Created on 10-09-201806:10 PM - edited 08-17-201906:11 AM
This article will demonstrate how to rapidly launch a Spark cluster on AWS via CloudBreak.
The prerequisites are documented here. Once you have a AWS account and credentials, launching a Spark cluster is simple.
CloudBreak is your command and control center UI for rapidly launching clusters on AWS, Az\ure, GCP, and on prem. Once the UI is up, add your AWS credentials
Select AWS as your cloud provider
Select the method for authentication.
Key or Role. I prefer role but both work well. Click on the help button and follow the directions on how to setup auth for either method.
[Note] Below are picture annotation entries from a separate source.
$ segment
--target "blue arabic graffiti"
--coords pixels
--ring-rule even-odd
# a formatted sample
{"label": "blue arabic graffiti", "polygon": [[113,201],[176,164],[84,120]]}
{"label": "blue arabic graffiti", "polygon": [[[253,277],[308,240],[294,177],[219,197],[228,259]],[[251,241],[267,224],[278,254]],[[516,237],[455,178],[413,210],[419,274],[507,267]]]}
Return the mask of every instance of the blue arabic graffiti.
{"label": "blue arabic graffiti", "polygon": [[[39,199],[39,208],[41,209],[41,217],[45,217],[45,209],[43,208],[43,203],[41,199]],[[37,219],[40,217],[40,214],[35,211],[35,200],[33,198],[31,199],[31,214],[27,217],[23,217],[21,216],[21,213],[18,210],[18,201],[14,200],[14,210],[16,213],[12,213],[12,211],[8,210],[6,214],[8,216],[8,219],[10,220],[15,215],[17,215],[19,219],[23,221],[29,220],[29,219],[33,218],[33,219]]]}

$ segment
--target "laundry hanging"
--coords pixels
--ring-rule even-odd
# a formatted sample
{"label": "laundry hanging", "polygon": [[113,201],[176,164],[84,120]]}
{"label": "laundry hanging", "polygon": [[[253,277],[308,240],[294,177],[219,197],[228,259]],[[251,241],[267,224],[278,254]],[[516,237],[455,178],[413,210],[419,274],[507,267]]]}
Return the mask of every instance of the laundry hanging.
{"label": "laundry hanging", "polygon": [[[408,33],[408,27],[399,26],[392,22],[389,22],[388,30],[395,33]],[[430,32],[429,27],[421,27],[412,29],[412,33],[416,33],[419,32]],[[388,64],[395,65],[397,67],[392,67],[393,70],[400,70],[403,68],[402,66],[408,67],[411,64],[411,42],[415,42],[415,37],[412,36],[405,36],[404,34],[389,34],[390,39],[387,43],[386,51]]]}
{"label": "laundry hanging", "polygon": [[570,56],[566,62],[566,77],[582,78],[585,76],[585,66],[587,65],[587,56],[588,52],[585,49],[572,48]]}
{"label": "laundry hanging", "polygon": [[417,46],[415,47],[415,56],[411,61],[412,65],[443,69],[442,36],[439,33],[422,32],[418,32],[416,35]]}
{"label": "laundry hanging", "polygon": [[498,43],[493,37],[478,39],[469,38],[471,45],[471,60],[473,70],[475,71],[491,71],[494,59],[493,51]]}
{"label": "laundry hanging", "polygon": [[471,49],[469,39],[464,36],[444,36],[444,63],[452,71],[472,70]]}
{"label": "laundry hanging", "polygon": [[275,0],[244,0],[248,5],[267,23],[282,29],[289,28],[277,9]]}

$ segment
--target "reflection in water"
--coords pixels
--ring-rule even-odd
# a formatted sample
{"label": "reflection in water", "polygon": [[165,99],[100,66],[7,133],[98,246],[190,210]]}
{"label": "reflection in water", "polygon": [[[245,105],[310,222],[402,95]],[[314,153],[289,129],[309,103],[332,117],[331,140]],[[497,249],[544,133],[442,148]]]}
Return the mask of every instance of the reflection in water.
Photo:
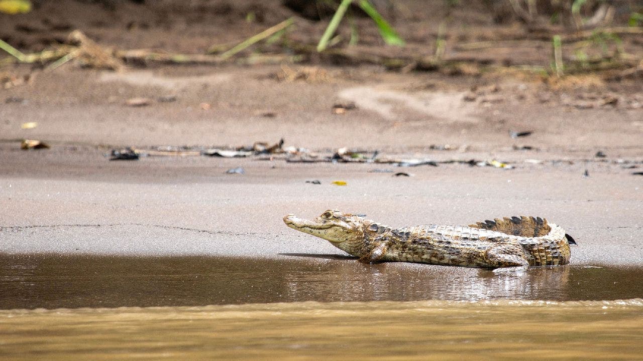
{"label": "reflection in water", "polygon": [[0,256],[0,309],[204,306],[303,301],[643,297],[642,269],[531,268],[522,276],[344,258]]}
{"label": "reflection in water", "polygon": [[642,339],[640,299],[0,310],[15,360],[640,360]]}

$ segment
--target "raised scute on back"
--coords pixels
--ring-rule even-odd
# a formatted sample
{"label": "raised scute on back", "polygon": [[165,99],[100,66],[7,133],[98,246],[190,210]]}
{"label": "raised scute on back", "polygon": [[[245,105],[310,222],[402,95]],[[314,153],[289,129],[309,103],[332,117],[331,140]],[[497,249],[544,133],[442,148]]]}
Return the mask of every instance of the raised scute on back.
{"label": "raised scute on back", "polygon": [[485,220],[484,222],[478,222],[469,225],[469,227],[521,237],[541,237],[547,235],[552,229],[547,220],[540,217],[525,216],[496,218],[493,221]]}

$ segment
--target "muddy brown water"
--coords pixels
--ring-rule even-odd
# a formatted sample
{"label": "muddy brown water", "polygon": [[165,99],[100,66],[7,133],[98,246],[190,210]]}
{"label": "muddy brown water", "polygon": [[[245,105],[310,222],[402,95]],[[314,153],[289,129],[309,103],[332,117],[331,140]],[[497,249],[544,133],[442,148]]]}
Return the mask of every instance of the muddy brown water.
{"label": "muddy brown water", "polygon": [[284,256],[0,256],[0,358],[643,357],[643,269]]}

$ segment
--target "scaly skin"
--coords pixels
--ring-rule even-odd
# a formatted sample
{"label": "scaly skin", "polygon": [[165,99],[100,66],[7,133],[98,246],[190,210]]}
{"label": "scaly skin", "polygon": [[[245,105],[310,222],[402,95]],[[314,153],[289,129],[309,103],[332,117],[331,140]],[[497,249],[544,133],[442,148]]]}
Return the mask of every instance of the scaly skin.
{"label": "scaly skin", "polygon": [[469,227],[426,225],[392,229],[329,209],[313,220],[294,215],[284,222],[327,240],[367,263],[420,262],[481,267],[549,266],[569,263],[569,243],[560,227],[541,218],[511,217]]}

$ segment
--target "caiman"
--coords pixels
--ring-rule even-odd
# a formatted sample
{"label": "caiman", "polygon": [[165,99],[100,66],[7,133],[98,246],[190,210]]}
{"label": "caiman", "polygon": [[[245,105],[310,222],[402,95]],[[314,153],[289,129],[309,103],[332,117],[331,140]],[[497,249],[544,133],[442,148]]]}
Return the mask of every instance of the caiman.
{"label": "caiman", "polygon": [[284,222],[359,257],[360,262],[419,262],[480,267],[554,266],[569,263],[574,239],[540,217],[496,218],[468,227],[429,224],[392,229],[329,209],[312,220]]}

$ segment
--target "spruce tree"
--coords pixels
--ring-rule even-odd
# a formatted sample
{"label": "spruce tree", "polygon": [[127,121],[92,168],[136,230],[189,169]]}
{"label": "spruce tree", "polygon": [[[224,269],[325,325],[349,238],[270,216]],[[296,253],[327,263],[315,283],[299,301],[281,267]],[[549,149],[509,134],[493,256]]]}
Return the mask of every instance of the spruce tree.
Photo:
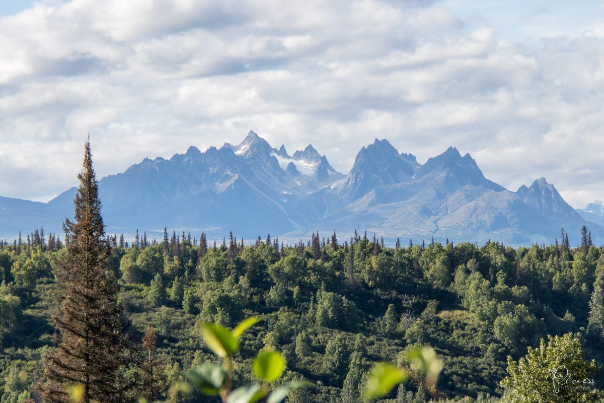
{"label": "spruce tree", "polygon": [[82,403],[118,402],[127,387],[119,370],[126,359],[125,324],[115,279],[105,263],[111,247],[104,237],[89,140],[85,149],[75,221],[66,219],[63,225],[69,241],[55,269],[59,308],[53,321],[57,347],[44,356],[39,384],[43,402],[70,402],[74,384],[82,387]]}
{"label": "spruce tree", "polygon": [[143,347],[146,356],[140,366],[142,375],[140,390],[141,397],[151,402],[157,401],[165,392],[165,385],[161,378],[165,368],[155,357],[156,339],[155,331],[150,323],[143,337]]}
{"label": "spruce tree", "polygon": [[583,252],[583,256],[587,256],[589,247],[587,243],[587,227],[583,225],[581,228],[581,251]]}

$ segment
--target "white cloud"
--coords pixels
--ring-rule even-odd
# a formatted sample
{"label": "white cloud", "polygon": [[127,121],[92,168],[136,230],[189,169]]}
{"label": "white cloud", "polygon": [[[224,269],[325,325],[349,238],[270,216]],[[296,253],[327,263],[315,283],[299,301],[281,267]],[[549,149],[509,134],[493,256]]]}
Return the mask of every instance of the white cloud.
{"label": "white cloud", "polygon": [[0,18],[0,195],[72,185],[88,132],[104,176],[253,129],[342,171],[375,137],[420,162],[454,145],[512,190],[544,176],[576,207],[604,199],[604,25],[522,44],[454,10],[72,0]]}

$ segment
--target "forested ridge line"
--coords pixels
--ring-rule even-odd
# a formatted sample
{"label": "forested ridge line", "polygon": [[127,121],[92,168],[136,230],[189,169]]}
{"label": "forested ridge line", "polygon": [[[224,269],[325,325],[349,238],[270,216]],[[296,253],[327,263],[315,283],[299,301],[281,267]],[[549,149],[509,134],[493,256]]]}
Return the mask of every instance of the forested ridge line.
{"label": "forested ridge line", "polygon": [[[508,355],[518,359],[547,335],[571,333],[588,358],[604,361],[604,248],[586,237],[575,248],[564,241],[390,248],[378,239],[355,234],[342,243],[334,232],[294,245],[270,236],[251,245],[232,236],[208,245],[204,234],[198,240],[165,231],[159,242],[145,234],[129,244],[111,240],[106,265],[118,279],[134,338],[149,323],[156,334],[164,385],[213,359],[201,324],[233,327],[252,315],[262,321],[242,339],[234,379],[249,383],[243,363],[271,346],[286,358],[286,379],[312,384],[290,401],[304,393],[312,401],[357,401],[372,363],[400,364],[417,345],[433,346],[443,360],[443,393],[480,401],[502,393]],[[53,269],[65,249],[37,230],[28,242],[0,247],[2,402],[36,397],[41,356],[53,343]],[[137,359],[123,370],[136,372]],[[596,378],[596,386],[602,381]],[[410,392],[401,388],[385,401],[425,398],[417,385],[405,387]]]}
Now that credentials have been setup, cluster creation may begin. Click on "Clusters" on top left and then click on "Create Cluster" on top right
Select Advanced on top left
Select Credential: Your AWS Credentials
Cluster Name: Name your cluster
Region: AWS Region
Platform Version: HDP 3.0
Cluster Type: To run data science and ETL workloads, select HDP 3.0 Data Science blueprint
Click Next
Choose Image Type: Select Base Image
Choose Image: Select Redhat from drop down list
Here options are presented to select AWS instance types. If doing this for the first time, the defaults are fine. Click Next
Select the VPC this cluster will be deployed to. If a VPC has not been pre-created, CloudBreak will create one. Click Next
Clusters launched on AWS can access data stored in s3. Instructions on enabling s3 access is here.
Recipes are actions performed on nodes before and/or after cluster install. If custom actions are not required, click next
Next option is to configure auth and metadata database. For those just beginning, click next.
Knox is highly recommended; however, if running for first time then disable it.
Select AWS security group (SG). If SG has not been pre-created CloudBreak will create one.
Lastly, enter a password for the admin user and ssh key. SSH key will be required if there is interest in ssh'ing into the nodes.
The cluster may take 5-15 minutes to deploy. Once the cluster is up the Ambari URL will be available. Enjoy!